日本相撲協会は27日、東京・両国国技館で大相撲名古屋場所(7月12日初日・IGアリーナ)の番付編成会議を開き、嵐富士(21=伊勢ケ浜)の新十両昇進を決めた。都内の伊勢ケ浜部屋で会見した嵐富士は「ひとつの目標にしていたので、うれしいです。まずは来場所で勝ち越して、二桁勝利や優勝を目指して頑張りたい」と抱負を語った。
関取になることに「まだ実感は湧いていない」と率直な心境も明かした。初土俵から2年あまりでの昇進。「1年以内に上がる目標がありましたけど、思っていたよりも大相撲の世界は強くて厳しく、稽古しなければ勝てないと思いながらやってきました」と振り返り、関取8人を擁する伊勢ケ浜部屋の環境については「稽古の質が高いので、昇進のきっかけになった」と感謝した。
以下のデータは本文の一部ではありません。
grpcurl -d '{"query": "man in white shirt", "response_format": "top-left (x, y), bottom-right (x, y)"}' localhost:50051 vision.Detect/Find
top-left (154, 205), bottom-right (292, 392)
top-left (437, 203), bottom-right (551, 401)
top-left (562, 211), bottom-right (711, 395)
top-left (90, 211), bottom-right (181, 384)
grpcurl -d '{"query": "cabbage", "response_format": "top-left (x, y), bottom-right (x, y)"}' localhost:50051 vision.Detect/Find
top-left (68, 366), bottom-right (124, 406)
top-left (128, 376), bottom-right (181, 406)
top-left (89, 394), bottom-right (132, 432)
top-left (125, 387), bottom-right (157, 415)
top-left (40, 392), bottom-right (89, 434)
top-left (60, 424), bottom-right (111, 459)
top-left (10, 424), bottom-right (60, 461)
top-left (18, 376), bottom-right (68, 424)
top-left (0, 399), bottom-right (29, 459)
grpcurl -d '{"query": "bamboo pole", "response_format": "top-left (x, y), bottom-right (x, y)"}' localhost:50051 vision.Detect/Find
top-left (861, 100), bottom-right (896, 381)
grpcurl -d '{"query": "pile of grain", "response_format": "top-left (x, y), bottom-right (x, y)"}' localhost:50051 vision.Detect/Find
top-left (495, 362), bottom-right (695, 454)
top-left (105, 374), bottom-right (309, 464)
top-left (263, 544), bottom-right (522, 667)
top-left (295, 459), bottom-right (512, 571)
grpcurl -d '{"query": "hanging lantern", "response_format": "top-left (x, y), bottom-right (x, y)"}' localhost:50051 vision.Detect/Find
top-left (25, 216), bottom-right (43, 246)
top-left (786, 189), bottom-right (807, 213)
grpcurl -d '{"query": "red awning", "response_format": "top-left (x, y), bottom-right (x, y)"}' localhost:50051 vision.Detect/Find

会見に同席した師匠の伊勢ケ浜親方(元横綱照ノ富士)は「自分から積極的に稽古やトレーニングをするモチベーションが、番付が上がるにつれて上がってきていた」と評価した。
嵐富士は福岡県宇美町出身。鳥取城北高3年時にインターハイ(全国高校総体)で団体優勝、個人準優勝と活躍した。卒業後も母校に残って稽古を継続し、国体成年の部で個人戦ベスト8。幕下最下位格付け出しの資格を得て24年春場所で初土俵を踏んだ。夏場所は東幕下2枚目で5勝2敗。172センチ、123キロ。